The article reports the primary insurers are claiming that increased risk warrant raising rates,
Luis Sahagun, a spokesman for Farmers, said the insurer needed to adjust its rates to account for the “increasing costs associated with covering the risks faced by customers” in Texas. That includes tornadoes and hailstorms. 
“The costs associated with paying for losses resulting from fires and water damage have also kept growing,” he said.
Deeia Beck, the Texas Public Insurance Counsel reportedly argued that the raising rates are driven by profit margins,    
She said State Farm’s new rates were excessive and based on projections that “exaggerate future expected losses.” Further, the company is citing unreasonably high expenses to justify its new rates, she said.
Farmers, meanwhile, is trying to reap a “greatly excessive” profit in Texas, she said. That includes substantial profit generated from management contracts between Farmers’ holding company and its subsidiaries. 
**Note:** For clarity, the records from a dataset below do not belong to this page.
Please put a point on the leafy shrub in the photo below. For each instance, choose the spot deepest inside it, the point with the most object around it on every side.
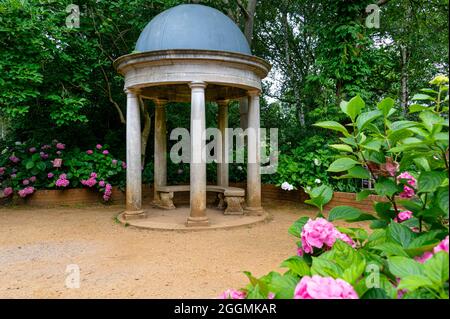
(25, 168)
(305, 166)
(406, 254)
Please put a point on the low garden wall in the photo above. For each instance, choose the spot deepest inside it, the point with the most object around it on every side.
(85, 197)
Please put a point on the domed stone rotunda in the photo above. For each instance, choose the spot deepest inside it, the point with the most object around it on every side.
(192, 53)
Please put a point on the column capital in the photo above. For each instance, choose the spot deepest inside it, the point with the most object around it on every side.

To the extent primary insurers are able to pass perceived increases in risk onto reinsurers at a low cost, charging the policyholder for the cost of additional risk while the actual cost of managing the risk may not have changed because of the substantial decrease in reinsurance pricing would seem like a means of creating additional profit as Beck suggests.  

Here, the advantage of low reinsurance pricing is had by the primary insurer.

Though, the geophysical risk hasn't changed, pricing of the risk has changed quite a bit due to reinsurers market conditions.  Which again highlights that pricing catastrophic weather risk likely has more to do with market perceptions than scientific measures of the hazard.